The oxygen concentration in the diver’s inspired gas is determined by the flow into the system, the diver’s consumption and loss through the relief valve. It ranges from close to that in the supply bottle when the diver is resting down to about 20 per cent when the diver is working at the maximum expected rate.
In the RMV keyed sets, a fixed volume of gas is dumped from the circuit with each breath, with ‘new’ gas added via a demand valve.
As a safety precaution with an SCR, almost invariably an excess of gas is added to the loop and is vented through the relief valve, thus making these devices less efficient on gas than CCRs. However, an SCR system with a flow of 12 lpm gives an eightfold saving of gas compared with a demand system when the diver is consuming 1 lpm of oxygen. This saving would increase if the scuba diver was working harder and consuming more air.
The high oxygen concentrations in both SCR and CCR systems mean that the diver may not absorb as much nitrogen as he or she would if breathing air. This can give a decrease in the decompression needed, but unless the PO2 in the loop is actually measured, the diver must ‘guesstimate’ the PO2 for decompression purposes. On occasion, this has resulted in problems.
Military divers have traditionally been the main users of SCR sets, although they have become increasingly popular in recreational diving. The reduced gas flow with these sets means that they can be designed to make little noise. If they are constructed from non-magnetic materials, they can be used for dives near mines, although CCRs are now more often used for mine countermeasures.
Problems with rebreathers
Both CCR and SCR systems introduce a variety of potential hazards (see Chapter 62):
Carbon dioxide accumulation can occur if the scrubber fails. This can occur if the scrubber material is used for too long, if the scrubber is incorrectly attached or if the scrubber’s instantaneous capacity to remove carbon dioxide is exceeded because of a diver’s high demand, such as with exertion.
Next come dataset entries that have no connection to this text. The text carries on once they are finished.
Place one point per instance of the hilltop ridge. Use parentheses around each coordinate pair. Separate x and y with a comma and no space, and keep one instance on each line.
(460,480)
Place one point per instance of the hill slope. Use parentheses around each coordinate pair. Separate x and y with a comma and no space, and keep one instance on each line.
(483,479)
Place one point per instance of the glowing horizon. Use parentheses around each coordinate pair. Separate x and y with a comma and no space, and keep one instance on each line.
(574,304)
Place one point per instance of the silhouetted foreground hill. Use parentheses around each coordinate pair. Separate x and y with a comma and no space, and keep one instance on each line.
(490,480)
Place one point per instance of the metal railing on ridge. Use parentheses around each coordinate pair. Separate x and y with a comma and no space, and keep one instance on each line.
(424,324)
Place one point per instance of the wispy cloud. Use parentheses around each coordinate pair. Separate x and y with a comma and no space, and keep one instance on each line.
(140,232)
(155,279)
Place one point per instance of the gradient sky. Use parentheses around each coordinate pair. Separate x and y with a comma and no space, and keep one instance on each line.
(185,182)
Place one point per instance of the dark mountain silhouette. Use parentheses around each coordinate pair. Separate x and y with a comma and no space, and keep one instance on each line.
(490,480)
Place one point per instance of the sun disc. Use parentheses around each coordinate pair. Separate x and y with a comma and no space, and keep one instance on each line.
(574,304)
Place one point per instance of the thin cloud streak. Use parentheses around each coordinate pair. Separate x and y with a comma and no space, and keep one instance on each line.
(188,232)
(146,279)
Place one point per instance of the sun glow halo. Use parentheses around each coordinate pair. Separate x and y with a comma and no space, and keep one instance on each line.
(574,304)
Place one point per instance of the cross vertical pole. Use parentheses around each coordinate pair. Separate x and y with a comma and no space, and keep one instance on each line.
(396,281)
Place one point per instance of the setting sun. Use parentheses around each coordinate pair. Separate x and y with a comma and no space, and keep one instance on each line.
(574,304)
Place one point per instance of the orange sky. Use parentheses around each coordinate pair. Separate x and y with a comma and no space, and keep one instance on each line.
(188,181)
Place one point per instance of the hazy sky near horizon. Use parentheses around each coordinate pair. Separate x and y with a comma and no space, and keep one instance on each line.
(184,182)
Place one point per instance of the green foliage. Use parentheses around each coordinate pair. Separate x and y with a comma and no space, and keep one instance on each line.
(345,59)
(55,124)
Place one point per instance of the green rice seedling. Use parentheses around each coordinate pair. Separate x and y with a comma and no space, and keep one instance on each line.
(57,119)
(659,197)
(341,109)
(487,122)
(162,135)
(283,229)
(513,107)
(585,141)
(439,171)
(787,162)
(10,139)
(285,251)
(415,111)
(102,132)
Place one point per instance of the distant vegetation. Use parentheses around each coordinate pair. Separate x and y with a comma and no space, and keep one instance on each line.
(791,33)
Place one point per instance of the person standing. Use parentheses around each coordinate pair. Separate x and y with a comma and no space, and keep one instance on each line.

Oxygen toxicity can occur if the diver exceeds his or her depth limit, descends too quickly when diving at a particular PO2 (set-point) or uses a mixture with too much oxygen in it. This can occur if an excessively oxygen-rich mix was added to the diluent cylinder or if the solenoid or manual oxygen injection valves jam open.
Hypoxia may result if the gas flow decreases. This can be caused by omitting to turn on the gas supply before descending, exhausting the oxygen supply, solenoid or electronics failure, and ascending too rapidly to enable the solenoid to add sufficient oxygen to the loop. Hypoxia can also occur if the diver works harder than expected or if a mix with too little oxygen is used.
A review of the 181 reported recreational CCR-related deaths that occurred between 1998 and 2010 estimated that the fatality rate for CCR users was about 10 times that of recreational open-circuit divers. The author also suggested that CCRs have a 25-fold increased risk of component failure compared with manifolded twin-cylinder open-circuit systems. It was suggested that this risk could be partly offset by carrying a redundant bail-out system.